A spokesperson for the Navy station said that it had received the CSI test results.
“The Navy has codified programs to evaluate, investigate and, if necessary, remediate ranges. NSA Annapolis will adhere to those programs when applicable,” she wrote in an email.
Although the study was a personal project for Burdick, he has led other efforts to shut down the rifle range. Greenbury Point is closed to the public when it is in use to reduce the risk of a stray round injuring someone on a trail across Carr Creek.
As chair of the Severn River Commission, he submitted a March 2023 paper to the Army Corps of Engineers opposing a Navy plan to create new rifle range “danger zones.” They would shut down the conservation area and boat traffic on Carr Creek and Whitehall Bay three to four times a week.
Burdick argued that the range does not meet Navy safety standards or comply with state law, and called for the EPA to take over cleanup efforts.
“The NSAA non-conforming Rifle Range should be closed,” he wrote.
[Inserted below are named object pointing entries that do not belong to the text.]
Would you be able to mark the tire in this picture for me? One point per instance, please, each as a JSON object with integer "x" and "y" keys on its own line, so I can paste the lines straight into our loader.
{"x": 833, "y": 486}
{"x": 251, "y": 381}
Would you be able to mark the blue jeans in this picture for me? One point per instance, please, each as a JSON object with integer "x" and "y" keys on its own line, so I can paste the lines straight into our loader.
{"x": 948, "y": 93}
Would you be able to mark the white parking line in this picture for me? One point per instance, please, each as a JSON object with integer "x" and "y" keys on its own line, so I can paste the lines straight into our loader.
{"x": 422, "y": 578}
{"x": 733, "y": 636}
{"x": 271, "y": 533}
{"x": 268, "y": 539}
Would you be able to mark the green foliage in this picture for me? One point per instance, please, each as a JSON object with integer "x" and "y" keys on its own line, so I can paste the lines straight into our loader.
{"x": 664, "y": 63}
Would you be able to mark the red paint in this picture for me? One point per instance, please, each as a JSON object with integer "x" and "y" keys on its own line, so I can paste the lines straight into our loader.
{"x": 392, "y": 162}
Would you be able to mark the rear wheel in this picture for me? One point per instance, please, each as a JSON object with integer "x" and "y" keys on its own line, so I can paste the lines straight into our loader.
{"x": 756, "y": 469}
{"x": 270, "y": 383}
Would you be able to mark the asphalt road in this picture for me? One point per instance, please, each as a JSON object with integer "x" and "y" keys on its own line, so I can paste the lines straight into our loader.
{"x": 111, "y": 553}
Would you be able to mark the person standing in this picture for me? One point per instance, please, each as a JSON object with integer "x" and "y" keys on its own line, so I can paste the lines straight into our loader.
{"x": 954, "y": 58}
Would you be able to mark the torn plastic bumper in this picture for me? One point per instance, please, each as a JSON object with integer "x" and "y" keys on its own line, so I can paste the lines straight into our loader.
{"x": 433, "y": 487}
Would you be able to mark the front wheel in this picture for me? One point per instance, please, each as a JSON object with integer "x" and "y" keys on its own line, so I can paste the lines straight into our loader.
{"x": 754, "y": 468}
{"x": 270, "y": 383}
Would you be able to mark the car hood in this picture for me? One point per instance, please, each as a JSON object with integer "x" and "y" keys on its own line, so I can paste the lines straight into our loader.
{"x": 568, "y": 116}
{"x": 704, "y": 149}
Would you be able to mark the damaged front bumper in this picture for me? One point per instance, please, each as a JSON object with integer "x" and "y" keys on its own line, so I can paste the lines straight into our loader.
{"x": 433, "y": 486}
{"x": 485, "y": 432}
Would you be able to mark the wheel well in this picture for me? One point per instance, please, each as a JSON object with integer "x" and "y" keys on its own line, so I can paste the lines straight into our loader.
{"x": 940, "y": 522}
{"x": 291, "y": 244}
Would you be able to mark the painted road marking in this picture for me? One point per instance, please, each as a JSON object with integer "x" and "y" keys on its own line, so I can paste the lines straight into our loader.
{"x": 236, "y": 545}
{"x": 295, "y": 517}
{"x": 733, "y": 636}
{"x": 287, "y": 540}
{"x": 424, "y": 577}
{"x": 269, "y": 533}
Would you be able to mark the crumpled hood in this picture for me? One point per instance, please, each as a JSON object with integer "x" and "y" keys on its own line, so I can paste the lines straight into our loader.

The Navy, for its part, is moving ahead with an upgrade. A contract to install baffles, barriers that would keep rounds fired at the range from traveling beyond its boundaries, was awarded this month, with completion set for spring 2026.
Mids use the range for small arms training and qualification during plebe summer and the academic year, the Navy spokesperson said, and the academy rifle and pistol teams practice there. Navy police officers, sailors and Marines in the academy’s security unit and various local and federal law enforcement agencies also use it.
Bradley Gordon, a government affairs official at the academy, wrote in an email Friday that Combat Weapons teams shoot on the range, while varsity rifle and pistol teams use the indoor range at Bancroft Hall.
J. Dustin Ferris, who managed the CSI survey, said the range is the most likely source of the lead. Depending on the results of a wider study, the contamination could be scooped out or contained.
“The solution,” he said, “is to remove the sediment with hydraulic dredging if it’s extensive enough to warrant that.”